If you provide dialysis and sit in the waiting room during your loved one’s treatment, can you go out during treatment time, at least one day a week and do errands, visit a friend, go for a walk, go shopping, or do something fun just for you? Or can you have a novel that you read ‘for fun’ during the treatment time?

If you stay at the facility, have you made friends with other caregivers so that you can “visit’ together, share ideas, laugh and relax together for a little while? Ask if there is a support group for family members at your dialysis facility or at the local hospital or look for an online group. The support of others who can relate to some of your experiences will feel uplifting and help you not feel alone.

If you work full time outside the home, can you bring dinner home one day a week so that there will be no cooking and little clean up? Can you go out to lunch with colleagues and friends? Take some time on the weekend that is “just for you” – it might be 15 minutes or 2 hours, but it is your time. Most caregivees can also learn to “wait their turn” if it is not a time for medical care or an emergency.

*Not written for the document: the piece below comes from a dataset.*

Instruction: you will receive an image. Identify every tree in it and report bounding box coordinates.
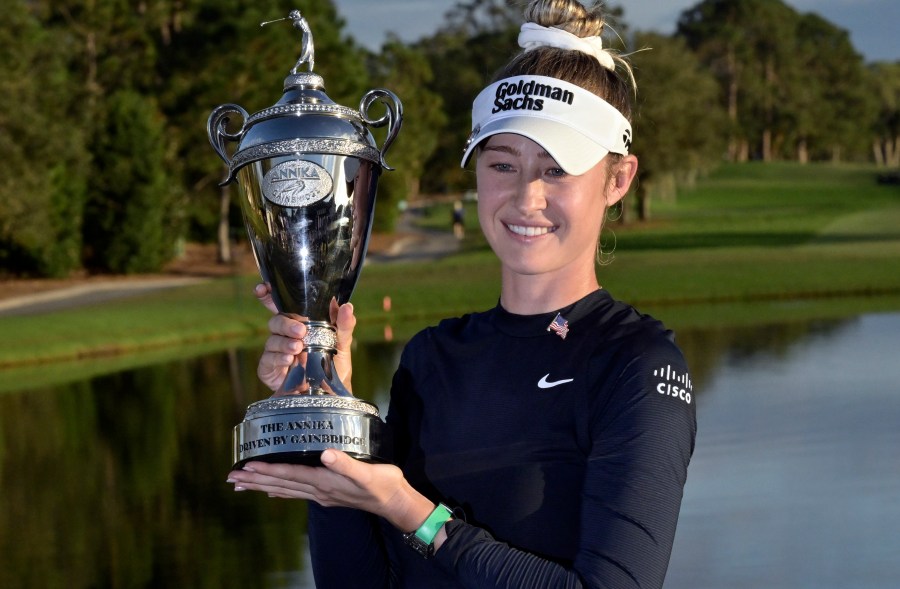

You probably also need to decrease your stress level. It will help if you take some time for yourself, eat healthy foods and exercise. Listening to music, dancing, laughing more, watching funny movies, keeping an “attitude of gratitude journal” and finding joy in caregiving are also good for your health. Some caregivers can only see the burden of caregiving while others find they learn so much from it and it brings them closer to the other person. Find your balance.

Caregivees (Those who receive the love, support and assistance from the caregiver)

You may feel angry at times about what your caregiver spouse can still do that you can’t. But please don’t take it out on him/her. Kidney disease is a family disease and everyone is affected. It may change some of the hopes and dreams of all family members. It may add new opportunities that were never expected. You have an equal opportunity to find the positives as well as the negatives of your situation. Embracing what you learn as well as what you gain will serve you better than the potential anger and negativity. And recognize the worth of your caregiver and make sure you show it!

You can:

  • Give a homemade “thank you card for all you do”
  • Make a date for a night out or an afternoon out to remember that your spouse is more than your caregiver;
  • Use your manners – caregivers like to hear please and thank you;
  • Do something special for your caregiver
  • Fix a meal for your caregiver
  • Watch a movie together
  • Go for a walk together
  • Do a jigsaw puzzle together
  • Play a computer game together
  • Do something with a friend or other family member so your caregiver can have “time to go out” with a friend too
  • Try not to ask your caregiver for something the minute he/she sits down to read or rest.

The DPC Education Center recognizes the importance of family caregivers. Living with chronic kidney disease as well as being a caregiver offer challenges and opportunities. People living with kidney disease need to understand the input of the caregivers. And, learning about kidney disease, understanding the physical and emotional aspects of caregiving, and receiving support are important for the caregivers.